Method for single illumination source combined optical coherence tomography and fluorescence imaging of fluorescently labeled ocular structures in transgenic mice

Abstract

In vivo imaging permits longitudinal study of ocular disease processes in the same animal over time. Two different in vivo optical imaging modalities - optical coherence tomography (OCT) and fluorescence - provide important structural and cellular data respectively about disease processes. In this Methods in Eye Research article, we describe and demonstrate the combination of these two modalities producing a truly simultaneous OCT and fluorescence imaging system for imaging of fluorescently labeled animal models. This system uses only a single light source to illuminate both modalities, and both share the same field of view. This allows simultaneous acquisition of OCT and fluorescence images, and the benefits of both techniques are realized without incurring increased costs in variability, light exposure, time, and post-processing effort as would occur when the modalities are used separately. We then utilized this system to demonstrate multi-modal imaging in a progression of samples exhibiting both fluorescence and OCT scattering beginning with resolution targets, ex vivo thy1-YFP labeled neurons in mouse eyes, and finally an in vivo longitudinal time course of GFP labeled myeloid cells in a mouse model of ocular allergy.

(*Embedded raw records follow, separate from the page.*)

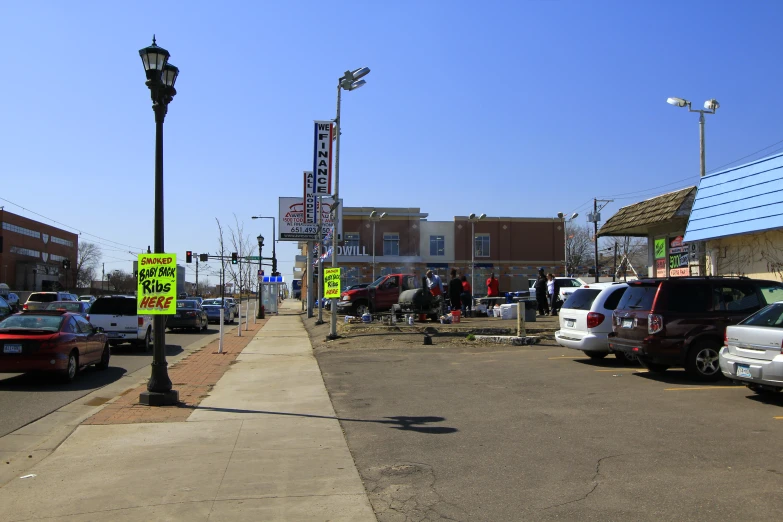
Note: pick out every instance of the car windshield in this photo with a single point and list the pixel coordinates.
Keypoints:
(50, 323)
(582, 299)
(42, 298)
(772, 293)
(771, 315)
(638, 297)
(378, 281)
(71, 306)
(114, 306)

Keywords: Animal; Cornea; Fluorescence; GFP; OCT; Optical coherence tomography; Retina; YFP.

Figure 1

OCT-fluorescence imaging system schematic. Illumination and backscattered light is in blue. Fluorescence emission is shown in green. Telecentric imaging optics were used for imaging phantoms, ex vivo murine anterior segment and retina, and in vivo murine anterior segment. Posterior Segment imaging optics were used for imaging in vivo murine retina.

Figure 2

OCT summed volume projection (SVP; gray scale) and fluorescence (green) composite images A) 1951 USAF test chart B) Slide mounted 7μm fluorescent beads

Figure 3

OCT-fluorescence imaging of ex vivo thy1-YFP mouse cornea (top) and retina (bottom). Left) single representative OCT B-scan Right) simultaneously acquired fluorescence image showing fluorescently labelled neurons.

Figure 4

Longitudinal in vivo blue OCT-fluorescence imaging of ocular inflammation in CX3CR1-GFP mouse over one week. For each day, a single OCT B-scan from each volume is on the left, and the simultaneously acquired fluorescence image is on the right. Extraneous structure seen on left side of cornea in day 2 is hydrating gel used to protect the mouse cornea during anesthesia and imaging. The green dots are GFP labeled myeloid cells.

Figure 5

In vivo blue OCT-fluorescence imaging of thy1-YFP mouse retina. A) Averaged repeated B-scans of in vivo retina located at the position indicated by the white box in the volume rendering of Fig. 5D. Strong shadows can be seen below blood vessel lumen due to high absorption and scattering by red blood cells at blue wavelengths B) En face SVP from OCT volume C) Corresponding en face fluorescence image D) Volumetric rendering of OCT volume data.